2) Complexes Detection in Biological Networks through Diversi?ed Dense Subgraphs Mining: Protein-protein interaction (PPI) networks enable us to explore biological processes and cellular components at multiple resolutions. Proteins densely interact with each other, forming large molecular machines or cellular building blocks. Identification of such densely interconnected clusters or protein complexes from PPI networks enables people to obtain a better understanding of the hierarchy and organization of biological processes and cellular components. She proposes to formulate the problem of detecting complexes from biological networks into finding a diverse set of dense subgraphs. By comparing with existing algorithms on human and yeast PPI networks, she demonstrates that her method can detect more putative protein complexes and achieves better prediction accuracy.
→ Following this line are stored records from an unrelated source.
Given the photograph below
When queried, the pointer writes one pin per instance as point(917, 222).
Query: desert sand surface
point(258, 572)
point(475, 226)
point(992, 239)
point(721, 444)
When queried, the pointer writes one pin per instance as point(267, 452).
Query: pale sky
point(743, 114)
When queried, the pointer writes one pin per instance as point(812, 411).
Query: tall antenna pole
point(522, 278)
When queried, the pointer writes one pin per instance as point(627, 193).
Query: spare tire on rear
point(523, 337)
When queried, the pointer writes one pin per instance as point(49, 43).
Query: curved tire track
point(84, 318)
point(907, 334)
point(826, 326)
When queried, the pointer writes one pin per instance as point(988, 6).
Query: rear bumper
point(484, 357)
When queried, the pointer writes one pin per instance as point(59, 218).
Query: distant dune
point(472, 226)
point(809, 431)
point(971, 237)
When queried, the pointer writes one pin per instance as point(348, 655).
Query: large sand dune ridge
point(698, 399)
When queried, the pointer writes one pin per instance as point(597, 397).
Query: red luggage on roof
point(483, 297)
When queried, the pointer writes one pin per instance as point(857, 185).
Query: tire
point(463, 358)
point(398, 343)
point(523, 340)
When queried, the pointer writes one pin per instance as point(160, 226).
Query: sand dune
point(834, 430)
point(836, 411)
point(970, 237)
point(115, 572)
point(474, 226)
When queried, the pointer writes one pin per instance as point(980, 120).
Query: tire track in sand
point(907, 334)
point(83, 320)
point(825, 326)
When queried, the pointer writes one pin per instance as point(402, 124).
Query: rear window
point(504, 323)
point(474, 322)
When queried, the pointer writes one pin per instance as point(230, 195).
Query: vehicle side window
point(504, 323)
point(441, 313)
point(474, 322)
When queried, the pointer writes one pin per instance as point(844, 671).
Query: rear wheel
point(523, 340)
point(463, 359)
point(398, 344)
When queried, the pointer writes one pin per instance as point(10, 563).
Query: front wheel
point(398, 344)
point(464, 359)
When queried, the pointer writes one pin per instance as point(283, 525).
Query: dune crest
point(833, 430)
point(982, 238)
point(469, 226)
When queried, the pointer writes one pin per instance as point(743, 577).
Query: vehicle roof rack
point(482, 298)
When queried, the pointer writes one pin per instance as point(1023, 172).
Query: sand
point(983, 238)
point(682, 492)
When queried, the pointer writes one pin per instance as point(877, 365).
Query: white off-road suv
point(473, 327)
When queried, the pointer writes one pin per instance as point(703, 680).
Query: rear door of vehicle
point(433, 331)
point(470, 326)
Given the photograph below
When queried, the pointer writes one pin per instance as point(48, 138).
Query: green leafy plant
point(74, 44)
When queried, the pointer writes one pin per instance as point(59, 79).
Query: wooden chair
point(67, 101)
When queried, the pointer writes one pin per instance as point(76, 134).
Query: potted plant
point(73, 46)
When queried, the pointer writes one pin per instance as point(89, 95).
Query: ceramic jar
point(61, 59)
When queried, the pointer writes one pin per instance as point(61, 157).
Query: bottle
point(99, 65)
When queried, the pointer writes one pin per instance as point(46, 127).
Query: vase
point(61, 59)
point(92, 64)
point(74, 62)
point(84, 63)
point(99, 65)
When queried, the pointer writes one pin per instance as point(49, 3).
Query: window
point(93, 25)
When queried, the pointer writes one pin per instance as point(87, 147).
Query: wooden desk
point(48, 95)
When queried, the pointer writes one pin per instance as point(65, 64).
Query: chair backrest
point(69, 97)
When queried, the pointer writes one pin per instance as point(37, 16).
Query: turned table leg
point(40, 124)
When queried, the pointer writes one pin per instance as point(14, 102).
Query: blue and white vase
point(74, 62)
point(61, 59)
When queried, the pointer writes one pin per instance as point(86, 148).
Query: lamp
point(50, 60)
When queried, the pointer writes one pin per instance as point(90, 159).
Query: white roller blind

3) Multi-Dimensional Data-oriented Automatic Navigation and Knowledge Discovery: Her aim is to investigate deeply the theory and methods on automated navigation of multidimensional analysis, and knowledge discovery in multi-dimensional data. She proposes several automated navigation mechanisms such as intelligent rollup, intelligent drilldown, intelligent slice, and virtual cubes. The goal is to automate much of the manual effort spent in analysis, navigate the analysis to the interesting part. Knowledge discovery includes several mechanisms such as summarization of likelihood, exceptional slices mining, and maximal correlated member clusters mining.